You are either trying to avoid answering the question, or you don't understand English.


----------



## emil.sekula

Avoid the answer ? Everything is explained in this threat.
I know how to get better images than those just simply copying from screen capture and paste them. That's all.


----------



## dontcare

what is explained? what threat? no one here is threatening you. i don't see any explanation from you. you were asked valid questions and you don't answer. you, sir, are an ignoramus. you were told way back in the first few responses to your first posting and over 20 messages later you finally come back with the point you just do a screen capture. that still does not give anyone the answer to what you are using for screen capture. that's all.


----------



## Noyb

It was explained in post 15 .. and 21


----------



## dontcare

the original question, back in post #1, was if there was "there any other way to capture screen image than with 'Print screen' key ?"
following with "Maybe there is some program to do it."

#15 mentions taking a screen shot, not what to use, only asking what the resolution is, and stating what you get, noyb.

#21 tells emil "The charts in your pdf look low quality"

again, not an explanation of how, or what, to use. if the resolution was only to use the prtscr button, as was stated in #2, then say that. don't just say you (emil) "have found the method to get the best quality (possible) image taken from screen shot." and not say what that is.

emil you said, and note the quotes here: "I know how to get better images than those just simply copying from screen capture and paste them."

ok, so what is better than simply copying from screen capture?


----------



## Noyb

The question was how to get the best quality of screen shot.

That depends on the display setting (resolution) .. Percent of zoom .. And the quality of the original
It doesn't matter what software used to get the Screen Shot.

What's better than a Screen Shot .. Is processing the original .. If it's better.
We tried that ... And it wasn't better in his application.


----------



## ChuckE

I don't know what this is going, or for what end.
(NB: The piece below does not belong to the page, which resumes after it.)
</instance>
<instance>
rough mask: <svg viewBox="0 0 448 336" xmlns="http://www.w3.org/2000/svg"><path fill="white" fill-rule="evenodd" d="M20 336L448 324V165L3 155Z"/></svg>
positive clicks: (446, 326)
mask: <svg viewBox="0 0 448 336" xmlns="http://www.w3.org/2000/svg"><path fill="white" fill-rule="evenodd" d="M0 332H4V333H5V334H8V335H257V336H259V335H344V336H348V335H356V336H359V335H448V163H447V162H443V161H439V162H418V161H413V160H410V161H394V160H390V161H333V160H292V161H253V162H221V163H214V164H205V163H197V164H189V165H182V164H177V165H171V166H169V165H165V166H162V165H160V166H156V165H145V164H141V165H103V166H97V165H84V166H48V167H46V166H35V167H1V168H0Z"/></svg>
It sounds like the two of you are arguing the same point.

If the OP is just using the <PrtScn> button, and saving that, with no further processing, then I sure as heck don't see that as his response. If there is something else involved, then what is it?

Why bother belaboring the point that *emil* hasn't said squat. It seems that is the way he wants to leave it, and I was just going to let it go. It gets us nowhere to argue with someone who does not want to answer.


----------



## Noyb

I had his original pdf .. And can process it in Photoshop to any DPI resolution.
And the original was no better than the Screen Shot...
So his question was solved ... It couldn't be captured better.

Emil is into some heavy stuff .. he might be busy


----------



## emil.sekula

Sorry, yes, I was quite busy lately. 
Any question ?


----------



## ChuckE

Just one, did you get time off for good behavior?


----------



## emil.sekula

I used to be a good boy


----------